The train was just beginning to relax into its journey, and as the sunshine warmed us through the windows, another train, also freshly departed, drew up alongside ours. A man on board caught my eye and blew me a kiss over the top of his Metro. He wore a baseball cap and bore a strong resemblance to Jack Charlton circa the 1994 World Cup. He looked delighted by his own daring (or perhaps by something in The Metro – though this seems unlikely) and I laughed – Laugh 7a: 'Tsk! You!' (Amusement + Minor Admonishment) – as his train pulled away and over the river ahead of us.

Although my sexual magnetism is flatly irresistible to all creatures that draw breath and feel pain – and all inanimate objects who expressed a preference – I was confident this wasn't an expression of romantic intent. His was the giddy air of a grandparent showing off on a merry-go-round, not a public-transport sex predator.

Also, I'm not sure how predatory you can be if you're on a totally different train*.

We were still in a thick confluence of tracks, not yet spread out into the tributaries of zone two and beyond. And as my train and others seemed to speed and slow according to the caprices of the signalling system, I became increasingly anxious about just how I should respond were my train to catch up with his, and our eyes meet again. The thing about anxiety is it really keeps you busy.

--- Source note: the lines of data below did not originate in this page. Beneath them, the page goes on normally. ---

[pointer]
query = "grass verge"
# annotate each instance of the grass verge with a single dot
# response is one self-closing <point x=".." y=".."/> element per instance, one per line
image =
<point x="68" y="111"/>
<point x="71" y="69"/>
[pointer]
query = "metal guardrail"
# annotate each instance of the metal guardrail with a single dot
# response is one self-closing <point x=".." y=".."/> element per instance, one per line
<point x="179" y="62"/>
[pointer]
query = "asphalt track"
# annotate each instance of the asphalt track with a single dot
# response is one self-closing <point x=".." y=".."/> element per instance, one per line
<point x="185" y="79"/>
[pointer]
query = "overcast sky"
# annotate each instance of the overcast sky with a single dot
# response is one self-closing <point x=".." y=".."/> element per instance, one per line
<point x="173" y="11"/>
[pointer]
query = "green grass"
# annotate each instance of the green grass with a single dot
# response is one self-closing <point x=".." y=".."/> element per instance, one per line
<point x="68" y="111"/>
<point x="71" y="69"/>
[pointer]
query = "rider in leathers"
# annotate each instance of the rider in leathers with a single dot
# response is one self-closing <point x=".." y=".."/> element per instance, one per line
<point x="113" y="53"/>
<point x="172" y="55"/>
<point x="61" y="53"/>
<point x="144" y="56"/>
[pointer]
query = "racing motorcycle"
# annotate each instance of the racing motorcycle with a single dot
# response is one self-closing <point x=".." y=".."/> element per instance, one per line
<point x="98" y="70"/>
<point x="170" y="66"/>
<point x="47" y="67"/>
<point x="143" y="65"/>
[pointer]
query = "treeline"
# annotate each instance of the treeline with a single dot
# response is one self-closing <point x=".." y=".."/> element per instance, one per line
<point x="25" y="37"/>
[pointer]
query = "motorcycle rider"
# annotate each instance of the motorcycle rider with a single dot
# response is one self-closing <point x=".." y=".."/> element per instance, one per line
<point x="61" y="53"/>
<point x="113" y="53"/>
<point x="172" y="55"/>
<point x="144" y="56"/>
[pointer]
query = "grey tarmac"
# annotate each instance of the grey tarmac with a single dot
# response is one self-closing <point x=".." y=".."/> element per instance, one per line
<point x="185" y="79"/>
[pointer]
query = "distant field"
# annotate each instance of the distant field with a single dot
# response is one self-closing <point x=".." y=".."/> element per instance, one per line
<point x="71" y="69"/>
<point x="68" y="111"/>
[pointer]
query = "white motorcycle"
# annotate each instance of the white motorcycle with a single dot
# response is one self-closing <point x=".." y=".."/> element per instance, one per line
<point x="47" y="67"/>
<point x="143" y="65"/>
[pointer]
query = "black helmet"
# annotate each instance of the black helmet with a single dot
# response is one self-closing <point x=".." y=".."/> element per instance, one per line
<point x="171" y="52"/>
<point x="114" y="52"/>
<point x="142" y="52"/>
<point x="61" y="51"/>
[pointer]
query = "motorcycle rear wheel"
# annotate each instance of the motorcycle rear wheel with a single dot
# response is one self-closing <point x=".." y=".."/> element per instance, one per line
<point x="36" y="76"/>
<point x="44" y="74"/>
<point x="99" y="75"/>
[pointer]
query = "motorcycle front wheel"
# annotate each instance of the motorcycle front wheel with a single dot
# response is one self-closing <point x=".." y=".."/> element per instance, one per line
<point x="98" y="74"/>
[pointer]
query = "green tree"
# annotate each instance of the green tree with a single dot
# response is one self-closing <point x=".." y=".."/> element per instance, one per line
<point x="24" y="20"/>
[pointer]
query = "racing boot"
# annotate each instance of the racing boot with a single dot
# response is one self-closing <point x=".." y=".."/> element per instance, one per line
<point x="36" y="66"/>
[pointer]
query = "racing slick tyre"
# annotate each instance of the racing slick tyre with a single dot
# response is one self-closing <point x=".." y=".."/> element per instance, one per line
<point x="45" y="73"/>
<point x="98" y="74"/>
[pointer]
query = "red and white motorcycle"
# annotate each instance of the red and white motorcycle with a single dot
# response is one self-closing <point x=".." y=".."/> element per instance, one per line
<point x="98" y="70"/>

The obvious solution was to avert my eyes and pretend it never happened, AKA the London Stranger Standard (incorporating the 2012 Olympics Dispensation), applied on buses, trains and pavements city wide ever since Dick Whittington realised being Lord Mayor of London was actually a total bloody headache, and he should have trusted his instincts and ignored those stupid bells trying to talk to him while he was just minding his own business.

And yet.

I don't know if regret is a uniquely human state. I don't know if cheetahs run, run, run far across the plains, just to outpace the guilt, just to put distance between themselves and the bare bones of that gazelle they wish they could maybe – for once – have left alone. One more pair of sad, scared brown eyes to haunt them as they lay down to sleep. Damn you, the food chain!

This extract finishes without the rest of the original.